In other words, the image is making a claim to lineage and the album lives up to it. Recorded over two nights of concerts – two at LA’s Arts & Archives and one at The Chapel in San Francisco – in 2023, The Ancients is both urgent and classic, reaching back to the slow methodical modal build-ups of 1970s free jazz. Collier starts with a patient layering of phrase upon phrase, which accretes tension until an eruptive release about 17 minutes in. Parker lays a propulsive bass, leaping from furrow to furrow through additive embellishments and sheer drive. Hooker plays with a concertedness that betrays not age, but wisdom and experience. He is busy and rhythmic, but with precision and crisp, discernible arcs rather than free-for-all clangor. (In that, he is on par with Andrew Cyrille right now.) With Parker and Collier’s emphasis on process and development, this works perfectly and brings me back to some of my first encounters with the music of Noah Howard, Sonny Simmons, Kidd Jordan, and, of course, late Coltrane. Then again, one would not mistake Collier for them. I am not sure what it is, exactly. Maybe it is the replacement of patience and slightly longer tones, or fewer beats per measure, for the rush of those earlier works. Collier, Parker and Hooker are dealing with similar ideas and aesthetics but developing them in different ways. Take Parker’s turn to the hojǒk, a Korean instrument akin to an oboe, at the end of the second LA night, and Collier’s adoption of various unidentified “little instruments” and the Aztec death whistle, which sounds like a human scream, as evidence. Or, take the extended, spacious bass-drum duo in the second LA night, that replaces some of that early energy music exuberance with special attention to construction.
My only real criticism is the cuts between tracks. Each set fades out rather than finishes. One wonders whether this was done to fit each set onto a side of a record. If so, that is a fine reason, but one is left wondering what is missing. Somehow 22-minute cuts just are not long enough.
“free jazz is an enduring high art. its greatest expressions belong to their particular moment in history, & live on to transcend & refract in amaranthine ways. inside our present historical moment, we are fortunate to have the master musicians in the ancients bringing us their high level creation.” Agreed, but let us also remember the current moment, and the new generation who are building on that tradition, Collier himself foremost among them. God damn, this is good music. Cheers to the ancients, the forebearers, who established this tradition, and an extra spilled libation to those of whatever generation who are keeping it alive and relevant.

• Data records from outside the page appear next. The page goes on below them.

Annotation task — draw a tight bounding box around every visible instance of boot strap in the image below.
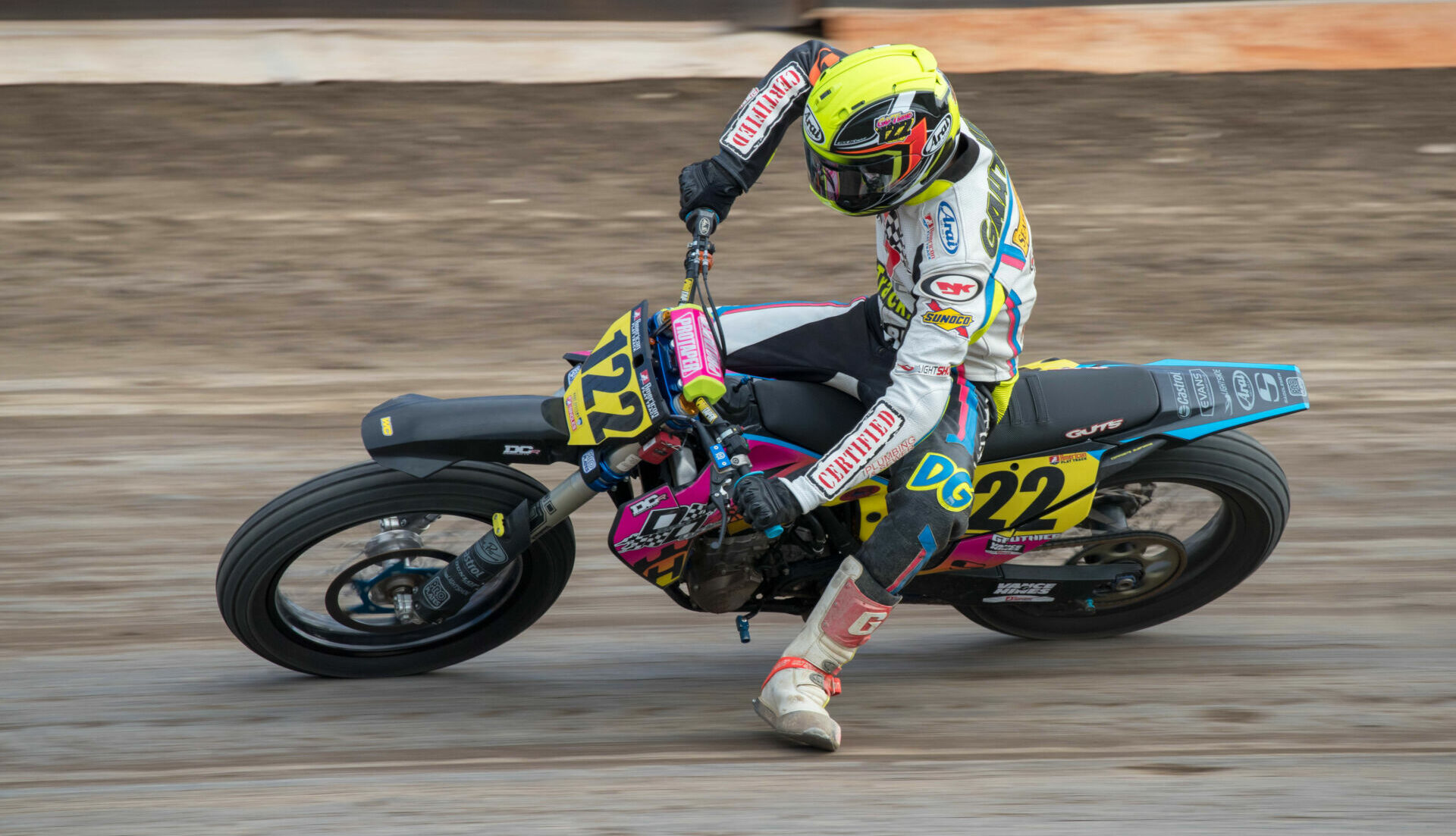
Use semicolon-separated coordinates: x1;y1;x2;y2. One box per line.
758;656;843;697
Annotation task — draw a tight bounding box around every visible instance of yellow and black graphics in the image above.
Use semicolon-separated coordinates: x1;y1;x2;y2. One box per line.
565;302;664;447
874;452;1100;536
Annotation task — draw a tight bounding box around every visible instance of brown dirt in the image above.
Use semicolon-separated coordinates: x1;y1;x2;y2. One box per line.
0;71;1456;833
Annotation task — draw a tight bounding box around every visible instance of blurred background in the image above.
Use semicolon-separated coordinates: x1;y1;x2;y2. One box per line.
0;0;1456;834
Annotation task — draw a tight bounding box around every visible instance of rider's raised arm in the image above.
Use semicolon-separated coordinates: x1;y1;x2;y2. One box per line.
714;41;845;191
679;41;845;220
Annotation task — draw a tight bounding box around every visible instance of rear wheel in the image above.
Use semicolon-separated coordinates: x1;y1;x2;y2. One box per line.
217;462;575;678
956;431;1288;640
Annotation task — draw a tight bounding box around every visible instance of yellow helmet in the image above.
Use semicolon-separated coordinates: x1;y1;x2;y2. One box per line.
804;44;961;215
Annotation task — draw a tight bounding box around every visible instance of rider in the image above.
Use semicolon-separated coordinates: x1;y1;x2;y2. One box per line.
679;41;1037;750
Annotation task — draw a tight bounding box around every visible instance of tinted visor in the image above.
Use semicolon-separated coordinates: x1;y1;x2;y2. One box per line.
804;142;910;214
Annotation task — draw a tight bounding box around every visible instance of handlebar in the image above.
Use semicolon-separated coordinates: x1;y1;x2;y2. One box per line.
677;208;718;305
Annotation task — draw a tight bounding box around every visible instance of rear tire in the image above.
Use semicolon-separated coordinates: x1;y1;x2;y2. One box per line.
217;462;575;678
956;431;1288;640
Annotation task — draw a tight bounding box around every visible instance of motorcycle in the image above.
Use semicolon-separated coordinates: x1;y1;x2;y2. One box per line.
217;213;1309;678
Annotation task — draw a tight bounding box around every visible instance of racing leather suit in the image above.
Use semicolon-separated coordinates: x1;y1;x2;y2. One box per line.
712;41;1037;594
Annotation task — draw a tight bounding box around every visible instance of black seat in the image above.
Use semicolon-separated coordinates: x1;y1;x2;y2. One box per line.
753;365;1159;460
983;365;1159;462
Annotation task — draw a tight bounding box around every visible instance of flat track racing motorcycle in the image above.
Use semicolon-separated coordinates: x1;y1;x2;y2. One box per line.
217;215;1309;678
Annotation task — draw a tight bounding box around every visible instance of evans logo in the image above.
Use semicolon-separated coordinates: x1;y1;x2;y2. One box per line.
935;201;961;255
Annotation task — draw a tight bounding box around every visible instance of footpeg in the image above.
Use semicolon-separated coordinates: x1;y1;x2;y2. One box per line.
413;503;532;623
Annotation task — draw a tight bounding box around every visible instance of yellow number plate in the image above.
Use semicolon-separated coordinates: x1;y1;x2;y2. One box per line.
965;453;1098;534
565;310;652;447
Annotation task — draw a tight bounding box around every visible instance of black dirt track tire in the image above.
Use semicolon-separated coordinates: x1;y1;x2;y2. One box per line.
956;431;1288;640
217;462;575;678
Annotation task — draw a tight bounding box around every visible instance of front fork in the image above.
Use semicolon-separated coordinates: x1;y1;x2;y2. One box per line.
407;444;642;623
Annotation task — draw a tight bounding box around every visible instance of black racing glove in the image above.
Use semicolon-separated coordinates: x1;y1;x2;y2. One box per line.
677;158;742;221
733;472;804;531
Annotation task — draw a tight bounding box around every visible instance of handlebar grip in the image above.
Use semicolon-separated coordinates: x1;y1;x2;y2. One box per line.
687;208;718;237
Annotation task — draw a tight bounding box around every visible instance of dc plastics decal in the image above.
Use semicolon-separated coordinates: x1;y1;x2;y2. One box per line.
935;201;961;255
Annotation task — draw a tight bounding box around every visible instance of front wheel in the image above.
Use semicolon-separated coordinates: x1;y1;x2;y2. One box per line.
956;431;1288;640
217;462;575;678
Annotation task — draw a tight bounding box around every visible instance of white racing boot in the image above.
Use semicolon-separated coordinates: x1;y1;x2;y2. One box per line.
753;558;900;752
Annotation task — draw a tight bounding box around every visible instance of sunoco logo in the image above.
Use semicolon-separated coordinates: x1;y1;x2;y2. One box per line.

Nick Ostrum, freejazzblog.org
Chicago based multi-instrumentalist Isaiah Collier has made waves with a series of albums that synthesise elements of spiritual jazz, gospel, soul, hiphop & the AACM. On The Ancients he communes with two older masters of free jazz, bassist William Parker & drummer William Hooker. Documenting a 2023 West Coast tour, this double LP goes deep. On “2023-05-12 Set II,” the rhythm section gives Collier plenty of space to develop long, soulful saxophone lines that are full of invention & dynamic variation, culminating in a climax of squawking multiphonics, woody bass runs & multi-directional drumming. Best of all is a riveting set dedicated to Don Cherry, where Collier vocalises freely through a megaphone, setting off its alarm at key points.